Pour Point Extraction#
In this notebook, we’ll use the stream network generated in the previous notebook to find all river confluences. The set of confluences will be filtered using the lake geometries found in the HydroSHEDS dataset geometry to remove spurious confluences within lakes. The remaining points will serve as input for basin delineation.
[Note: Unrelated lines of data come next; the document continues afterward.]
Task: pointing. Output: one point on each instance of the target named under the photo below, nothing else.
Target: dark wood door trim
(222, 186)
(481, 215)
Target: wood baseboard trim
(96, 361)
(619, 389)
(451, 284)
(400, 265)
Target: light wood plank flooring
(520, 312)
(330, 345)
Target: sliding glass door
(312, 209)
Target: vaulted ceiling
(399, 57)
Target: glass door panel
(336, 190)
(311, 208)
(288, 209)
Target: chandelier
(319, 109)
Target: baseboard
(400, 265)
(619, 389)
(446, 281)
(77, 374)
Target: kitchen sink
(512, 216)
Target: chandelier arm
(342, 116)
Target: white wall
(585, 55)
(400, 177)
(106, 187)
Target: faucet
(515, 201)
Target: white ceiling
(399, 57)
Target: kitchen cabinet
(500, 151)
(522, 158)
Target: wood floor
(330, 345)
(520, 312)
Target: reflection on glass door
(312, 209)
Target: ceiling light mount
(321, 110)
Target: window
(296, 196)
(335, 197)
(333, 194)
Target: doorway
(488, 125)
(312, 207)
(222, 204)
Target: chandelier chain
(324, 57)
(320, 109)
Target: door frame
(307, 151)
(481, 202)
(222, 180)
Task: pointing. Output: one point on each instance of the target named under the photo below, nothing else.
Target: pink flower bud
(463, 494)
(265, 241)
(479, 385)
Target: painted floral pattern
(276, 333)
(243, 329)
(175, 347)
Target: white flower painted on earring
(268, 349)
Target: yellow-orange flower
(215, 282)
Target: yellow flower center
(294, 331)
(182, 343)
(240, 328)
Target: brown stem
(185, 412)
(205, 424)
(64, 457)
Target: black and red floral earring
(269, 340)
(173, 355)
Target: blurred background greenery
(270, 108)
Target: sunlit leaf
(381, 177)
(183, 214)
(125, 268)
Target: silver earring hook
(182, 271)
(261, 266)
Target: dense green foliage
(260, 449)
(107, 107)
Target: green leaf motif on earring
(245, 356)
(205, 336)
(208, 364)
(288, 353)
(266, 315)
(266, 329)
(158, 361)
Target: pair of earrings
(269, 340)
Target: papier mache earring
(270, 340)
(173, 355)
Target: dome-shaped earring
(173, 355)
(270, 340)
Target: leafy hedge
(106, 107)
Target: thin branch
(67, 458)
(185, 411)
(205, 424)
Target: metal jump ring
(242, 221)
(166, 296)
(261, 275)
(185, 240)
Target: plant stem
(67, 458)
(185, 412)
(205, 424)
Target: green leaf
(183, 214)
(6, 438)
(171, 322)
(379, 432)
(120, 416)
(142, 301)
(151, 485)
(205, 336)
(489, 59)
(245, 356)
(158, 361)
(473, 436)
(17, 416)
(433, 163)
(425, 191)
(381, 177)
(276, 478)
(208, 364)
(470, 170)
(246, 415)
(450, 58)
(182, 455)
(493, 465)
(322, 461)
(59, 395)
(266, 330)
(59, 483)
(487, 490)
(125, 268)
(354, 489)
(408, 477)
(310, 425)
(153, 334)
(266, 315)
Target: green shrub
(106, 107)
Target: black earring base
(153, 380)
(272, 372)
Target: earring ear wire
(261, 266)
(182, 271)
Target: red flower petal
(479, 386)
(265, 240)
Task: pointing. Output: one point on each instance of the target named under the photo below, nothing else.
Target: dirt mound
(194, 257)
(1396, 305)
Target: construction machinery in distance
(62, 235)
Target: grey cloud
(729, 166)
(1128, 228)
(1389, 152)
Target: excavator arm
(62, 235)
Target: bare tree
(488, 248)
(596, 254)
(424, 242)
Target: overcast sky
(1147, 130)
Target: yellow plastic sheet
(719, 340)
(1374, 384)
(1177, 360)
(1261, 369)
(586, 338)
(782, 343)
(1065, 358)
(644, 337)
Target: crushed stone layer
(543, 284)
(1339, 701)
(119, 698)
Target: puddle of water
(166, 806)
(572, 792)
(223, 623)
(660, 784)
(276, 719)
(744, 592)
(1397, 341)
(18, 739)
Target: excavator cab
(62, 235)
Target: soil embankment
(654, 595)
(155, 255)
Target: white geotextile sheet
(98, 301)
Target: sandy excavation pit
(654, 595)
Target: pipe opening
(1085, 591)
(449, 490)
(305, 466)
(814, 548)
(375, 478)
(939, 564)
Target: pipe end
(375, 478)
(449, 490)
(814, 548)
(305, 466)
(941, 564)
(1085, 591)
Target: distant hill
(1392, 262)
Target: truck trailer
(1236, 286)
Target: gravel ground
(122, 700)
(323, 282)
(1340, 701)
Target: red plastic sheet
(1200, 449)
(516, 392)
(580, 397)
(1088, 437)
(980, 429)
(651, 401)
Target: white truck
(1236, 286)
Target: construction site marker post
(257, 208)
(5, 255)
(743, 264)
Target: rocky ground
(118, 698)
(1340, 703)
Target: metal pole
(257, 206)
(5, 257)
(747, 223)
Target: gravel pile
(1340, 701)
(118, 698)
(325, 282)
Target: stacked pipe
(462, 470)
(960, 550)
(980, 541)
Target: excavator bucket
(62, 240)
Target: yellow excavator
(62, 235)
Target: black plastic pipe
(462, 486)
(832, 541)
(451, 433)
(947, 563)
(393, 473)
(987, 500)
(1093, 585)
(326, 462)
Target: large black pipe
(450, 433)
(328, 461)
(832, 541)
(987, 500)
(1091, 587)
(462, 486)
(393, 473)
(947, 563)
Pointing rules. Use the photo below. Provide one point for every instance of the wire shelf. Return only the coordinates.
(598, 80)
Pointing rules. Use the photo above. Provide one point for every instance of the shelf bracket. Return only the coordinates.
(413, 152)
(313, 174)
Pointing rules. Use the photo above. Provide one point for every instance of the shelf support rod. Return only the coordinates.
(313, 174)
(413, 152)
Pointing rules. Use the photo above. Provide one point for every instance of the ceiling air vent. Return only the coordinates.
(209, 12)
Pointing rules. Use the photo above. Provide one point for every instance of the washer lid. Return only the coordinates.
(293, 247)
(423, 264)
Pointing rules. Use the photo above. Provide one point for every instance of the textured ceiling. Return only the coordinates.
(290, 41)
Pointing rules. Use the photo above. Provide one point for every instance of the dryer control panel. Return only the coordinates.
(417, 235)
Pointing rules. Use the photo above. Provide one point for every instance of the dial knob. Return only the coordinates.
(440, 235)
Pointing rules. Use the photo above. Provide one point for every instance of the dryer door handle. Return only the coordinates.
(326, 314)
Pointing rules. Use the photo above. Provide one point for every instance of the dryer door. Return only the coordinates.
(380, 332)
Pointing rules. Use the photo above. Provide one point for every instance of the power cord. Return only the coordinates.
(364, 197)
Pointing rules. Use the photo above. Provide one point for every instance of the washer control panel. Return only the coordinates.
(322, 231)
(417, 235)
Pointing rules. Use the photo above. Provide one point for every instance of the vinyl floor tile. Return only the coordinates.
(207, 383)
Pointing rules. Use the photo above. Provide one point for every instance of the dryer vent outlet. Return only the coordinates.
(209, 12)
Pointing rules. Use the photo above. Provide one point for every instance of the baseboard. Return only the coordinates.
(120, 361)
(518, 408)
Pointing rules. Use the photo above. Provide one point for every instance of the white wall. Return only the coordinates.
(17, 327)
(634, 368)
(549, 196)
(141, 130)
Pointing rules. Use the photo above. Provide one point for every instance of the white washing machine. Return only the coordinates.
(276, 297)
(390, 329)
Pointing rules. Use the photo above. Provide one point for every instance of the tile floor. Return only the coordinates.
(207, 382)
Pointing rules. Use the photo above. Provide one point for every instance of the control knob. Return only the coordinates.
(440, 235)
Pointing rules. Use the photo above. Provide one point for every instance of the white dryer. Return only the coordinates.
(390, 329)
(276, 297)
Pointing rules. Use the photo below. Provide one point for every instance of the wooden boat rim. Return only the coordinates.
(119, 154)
The following files were pre-processed for the purpose of demonstration since the original files cover all of Canada and are as a result very large. The files below (may) need to be downloaded and saved to content/notebooks/data/region_polygons/
.
Vancouver_Island.geojson
: this is the polygon describing Vancouver Island. It was used to capture just the waterbody geometries on Vancouver Island.Vancouver_Island_lakes.geojson
: the water bodies polygon set for Vancouver Island.
import os
from utilities import *
from shapely.geometry import Point, LineString, Polygon
import multiprocessing as mp
import geopandas as gpd
import time
import numpy as np
import pandas as pd
# open the stream layer
base_dir = os.path.dirname(os.getcwd())
dem_folder = os.path.join(base_dir, 'notebooks/data/processed_dem/')
Note
For clarity, some functions have been relegated to a separate file. To find more detail, see utilities.py
.
# Create the folder where the pour point geometry information will be saved.
pour_pt_path = os.path.join(base_dir, f'notebooks/data/pour_points/')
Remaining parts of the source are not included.